We love the captains chairs and how much roomier it makes the car feel, but of course, it limits the Atlas to a six seater AND when 5 of us head to: to dinner, skiing, etc.. it does limit the storage for sure and one has to sit in the way back - which isn't so bad at all... 

BUT... do the captains chairs give you MORE room day to day with that space between the seats, etc... 

Any families w 3 kids get the captains chairs in the SEL-PREM? or are most people going bench...?

thanks.. im a bit perplexed...


----------



## snobrdrdan (Sep 10, 2008)

My 2 cents...

We have 2 little ones & a third on the way. I was sold on the bench in the Atlas, and knew our oldest would be sitting in the back regardless.

After the numbers didn't really work out though, we looked at the Traverse and I wanted the bench in that (although it's rare to find one in a LT trim). _Chevy doesn't charge for the captain chairs btw and that's what most/all of them have except for the base model (LS) has the bench standard._

Anyways...I was all set on the bench, but then the manager questions my decision for the bench & says that with kids & everyday living the captain chairs make more sense. A kid wouldn't be able to "easily" move the bench by him/herself, and you/they would have to do that EVERY time to get to the rear.
Instead they could just walk thru the aisle to the rear with the captain chairs.

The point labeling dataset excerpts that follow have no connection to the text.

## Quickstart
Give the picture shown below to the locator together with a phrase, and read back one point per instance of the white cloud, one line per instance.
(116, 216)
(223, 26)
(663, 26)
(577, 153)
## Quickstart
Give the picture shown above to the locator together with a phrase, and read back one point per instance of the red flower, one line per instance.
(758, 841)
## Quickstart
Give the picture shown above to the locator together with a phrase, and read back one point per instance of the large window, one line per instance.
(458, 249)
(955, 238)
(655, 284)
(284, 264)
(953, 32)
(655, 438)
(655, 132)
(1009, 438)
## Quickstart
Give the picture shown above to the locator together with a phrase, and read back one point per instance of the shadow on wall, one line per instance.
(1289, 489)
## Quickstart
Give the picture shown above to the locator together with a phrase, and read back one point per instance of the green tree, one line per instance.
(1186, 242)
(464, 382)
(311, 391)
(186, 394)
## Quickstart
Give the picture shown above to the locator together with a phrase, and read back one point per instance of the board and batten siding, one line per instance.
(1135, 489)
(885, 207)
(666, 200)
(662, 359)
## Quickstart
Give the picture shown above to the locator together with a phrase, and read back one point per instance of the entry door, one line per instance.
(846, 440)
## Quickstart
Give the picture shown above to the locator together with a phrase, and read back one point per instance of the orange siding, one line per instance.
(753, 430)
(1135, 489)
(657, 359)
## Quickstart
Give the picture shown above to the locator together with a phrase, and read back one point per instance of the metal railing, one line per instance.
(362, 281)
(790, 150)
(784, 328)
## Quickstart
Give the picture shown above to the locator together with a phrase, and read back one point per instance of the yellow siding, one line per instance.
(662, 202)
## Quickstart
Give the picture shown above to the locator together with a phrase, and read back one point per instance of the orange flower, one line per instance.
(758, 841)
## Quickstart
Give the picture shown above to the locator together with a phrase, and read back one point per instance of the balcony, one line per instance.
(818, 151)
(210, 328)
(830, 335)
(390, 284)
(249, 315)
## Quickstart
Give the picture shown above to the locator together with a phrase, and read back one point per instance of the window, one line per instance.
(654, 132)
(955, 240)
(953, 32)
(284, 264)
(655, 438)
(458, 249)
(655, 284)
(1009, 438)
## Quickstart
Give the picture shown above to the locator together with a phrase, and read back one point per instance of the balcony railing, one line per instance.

So I backed out of the deal for the bench seat and went with the captain chairs. I knew I'd be losing that seat, but how many people want to sit between two baby seats on the bench IF you really needed that seat (in my scenario)....no one.
You also have a hole in the floor when the seats are folded down, but oh well....the captain chairs seem like the better option for everyday living for me.

With older kids...maybe it wouldn't be an issue?

The captain chairs also look nicer, FWIW. Possibly more comfortable?


----------



## tntbrd (Apr 2, 2018)

We ordered the captains chairs specifically in our SEL. Kids grow and they’re not going to want to sit three a bench. Having come from a family with three kids growing up, captains chairs eliminate many arguments. We had a minivan growing up with a bench and every trip was miserable. We got a van with captains chairs in the second row, it eliminated all problems. Just my two cents.


----------



## bajan01 (Nov 26, 2001)

Just make sure that it’s not twins.

We had just purchased a small SUV and then had to also purchase a minivan as number 3 turned into 3 &4.

Last November we traded in the minivan for an Atlas, with bench seats of course.


----------



## liquidzoo (Jan 30, 2018)

I have 3 kids as well, and the oldest is definitely old enough to sit up front, but here's my take:

If my mom, or my in-laws come to town, we can go somewhere in 1 car rather than 2 with the bench seat.

It's really easy to move the seats (my 6 year old neighbor could do it on her own) and with the bench we have plenty of room when my wife carpools kids to school or take a bunch of teenagers to the skatepark.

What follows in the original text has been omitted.